The New York Times, Tuesday, April 20, 2004
U.S. Pressure to Hold Militant Sets Off Outcry in Indonesia
By RAYMOND BONNER
JAKARTA, Indonesia, April 19 - An effort by the Bush administration to ensure that
Abu Bakar Bashir, the leader of the militant Islamic organization Jemaah Islamiyah,
remains in jail and is fully prosecuted on terrorism charges has set off a diplomatic
and political tempest here.
In the middle of an intense political campaign, Islamists and nationalists are
denouncing what they see as undue interference in Indonesia's internal affairs, and
presidential candidates are expected to join in condemning the American pressure.
A lawyer for Mr. Bashir said in a brief telephone interview on Monday that he thought
his client would not be released because of the pressure from the United States.
Indonesian officials also indicated that they would continue to detain Mr. Bashir and
would probably charge him again. They said their thinking was based on new evidence
linking him to the bombing of nightclubs in Bali in October 2002, not because of
pressure from the United States and Australia, which has made the same case
against Mr. Bashir, the officials said.
"We are not troubled by America's, and Australia's, views on Abu Bakar Bashir," Mary
Natalegawa, the Foreign Ministry spokeswoman, said in a telephone interview on
Monday. "We would like to ask them to be more circumspect, more economical in
expressing their views."
Based on interrogations of several suspected members of Al Qaeda now in United
States custody, American officials say Mr. Bashir was a critical participant in several
terrorist attacks, including the ones in Bali, which killed more than 200 people.
Mr. Bashir - who has steadfastly denied any terrorist activities, but not a loathing for
the United States and Jews - was convicted of only relatively minor offenses last
September, and a Supreme Court ruling last month made him eligible for release.
Hoping to block that, the American ambassador, Ralph L. Boyce, has appealed to
President Megawati Sukarnoputri, police officials and the heads of several Islamic
organizations.
Australia has made similar entreaties. "We've been talking to the Indonesians," said
the Australian ambassador here, David Ritchie. "It disquiets us that he may be out of
jail," he added.
The challenge for the United States and Australia has been has been to get the
Indonesians to look for "other options," as Mr. Ritchie put it, while keeping a low
profile.
Mr. Boyce's problems arose out of his trying to enlist prominent Indonesian Muslim
leaders to the cause. Last month, he called on Syafii Maarif, the leader of
Muhammadiyah, one of the country's two largest Muslim organizations. Mr. Maarif
was one of the Muslim leaders who met with President Bush in Bali last October, and
Mr. Boyce presented him with a photograph with Mr. Bush. However, Mr. Maarif wrote
in a column last week in Republica, the most pro-Islamic of Indonesia's mainstream
newspapers, that the real purpose of the visit was Mr. Bashir.

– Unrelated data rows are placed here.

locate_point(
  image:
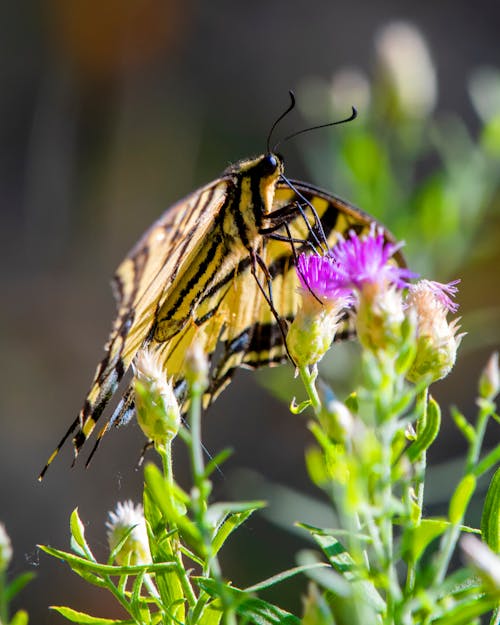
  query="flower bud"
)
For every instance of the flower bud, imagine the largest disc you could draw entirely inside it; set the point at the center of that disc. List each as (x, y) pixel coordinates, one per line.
(407, 74)
(128, 518)
(322, 305)
(489, 382)
(337, 421)
(158, 413)
(312, 331)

Mr. Boyce asked Mr. Maarif to intercede with the Supreme Court and the police to
keep Mr. Bashir in jail, Mr. Maarif wrote. The column touched off a public outcry.
In a meeting with Indonesian journalists on Monday, Mr. Boyce acknowledged that he
had met with Mr. Maarif but declined to say what the two men had discussed,
according to individuals who were present.
The Indonesian government has complained that it has been unable to present a
strong case against Mr. Bashir because the United States has denied Indonesian
officials access to a senior Qaeda leader, Riudan Isamuddin, better known as
Hambali, who has been in American custody at an undisclosed location since he was
seized by the C.I.A. in Bangkok last August. But similar information has come from
other detainees, an Indonesian official said.